How To Calculate Your Customer Education
Market Opportunity.
Once upon a time, customer education
GMs were cost center wonks who worried about classroom utilization
and student evaluations. Today, they're hot shot LOB managers
responsible for extracting everything the market has to offer.
Sweet! But what IS your market opportunity
-- or, for that matter, your market share? And, why does being
able to measure it matter?
Well, suppose you think you're looking
at tremendous untapped market potential. If you can't prove
it to the powers that be, you're never going to get the additional
sales and marketing resources you need. On the flip side,
if you think the opportunity is unlimited and it's not, you
could get stuck with an unachievable budget. Or wind up campaigning
for selling resources when you should be looking to add more
products and concentrate on developing new markets or market
niches.
So how do you measure market opportunity
and share? Try this for size.
A. Concentrate On Your Served Market.
Too many customer education execs have
grandiose illusions. They think their market opportunity is
$7.6 billion or $17.6 billion or whatever figure they pull
out of Training magazine or the latest IDC IT training industry
report. Don't make this mistake. If you're selling software
training, your served market is limited to customers who have
actually purchased or licensed your software.
If you sell licenses by the seat, then
each license equates to a potential trainee. Multiply by the
cost of 2.5 courses (or whatever makes sense) and there's
your gross market opportunity. If you sell your software by
the server, or by the number of concurrent users or some other
scheme, you'll need to build a formula for calculating your
gross potential trainee population. Give it your best shot.
Chances are you'll be close enough.
Keep in mind, this is a gross market
assessment. There's no way in Sam Hill you're going to get
any more than 10% or 20% of your total audience to show up
in a given year -- much less to take an average of 2.5 courses.
And how many people show up is as much a function of your
software adoption curve as it is of your education selling
and marketing efforts (see section B).
So don't go public with your gross
market opportunity number. (Unless you want your budget doubled!)
Better to use, say, 20% and assume 2.0 courses. Chances are
this is still well above what you are doing now.
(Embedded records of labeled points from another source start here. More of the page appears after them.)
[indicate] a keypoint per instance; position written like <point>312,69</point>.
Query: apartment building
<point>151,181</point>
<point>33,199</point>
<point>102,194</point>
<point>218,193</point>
And how do you assess your market share?
Well, simply total up how many public course sessions are
being advertised by you, your delivery partners (if you have
any) and your aftermarket competition. If the total is 50,000
sessions in a given year and you account for 30,000 sessions,
then your market share is 60%.
Don't worry about factoring in course
prices, course cancellations or the impact of session size.
This will all even out. If you have a lot of small competitors
who don't advertise their schedules, then add 20% to the total
pie. If you're concerned that TBT is disproportionately represented
in your numbers -- or your competitors' numbers, crank in
an appropriate fudge factor to reflect this.
B. Factor In Your Software License
Growth Curve.
Watch out -- when software license
revenues flatten out after a steep growth curve, the market
opportunity for customer education actually goes down! That's
because a primary incentive for training is the intense FUD
(fear, uncertainty and doubt) that accompanies a new software
adoption.
It's not uncommon for an account to
offer 5x the education potential in Year One than it does
just two years later -- whereas technical support revenues,
for example, remain relatively steady. So, with fewer new
adoptions, you have to work a lot harder and smarter than
your support services colleague just to stay even.
If you can accurately track new vs.
renewal software license sales, you may want to try calculating
market opportunity by multiplying the gross education opportunity
(per section A, above) by the ratio of new software licenses
to total licenses.
By the way, this is also why it's dangerous
to assess the efforts of your various customer education geographies
based on education revenue as a percent to software product
revenue. Because a high license growth geography will typically
enjoy a much higher education "penetration ratio" than a no
growth geography.
OK, so what do you do if you calculate
your customer education market opportunity and it's headed
South? Try to more deeply penetrate whatever opportunity remains?
Muscle in on somebody else's market? Rent out your excess
classrooms for cold storage? Update your resume?
We'll deal with how to grow your education
business in an adverse software environment in future E-Visories.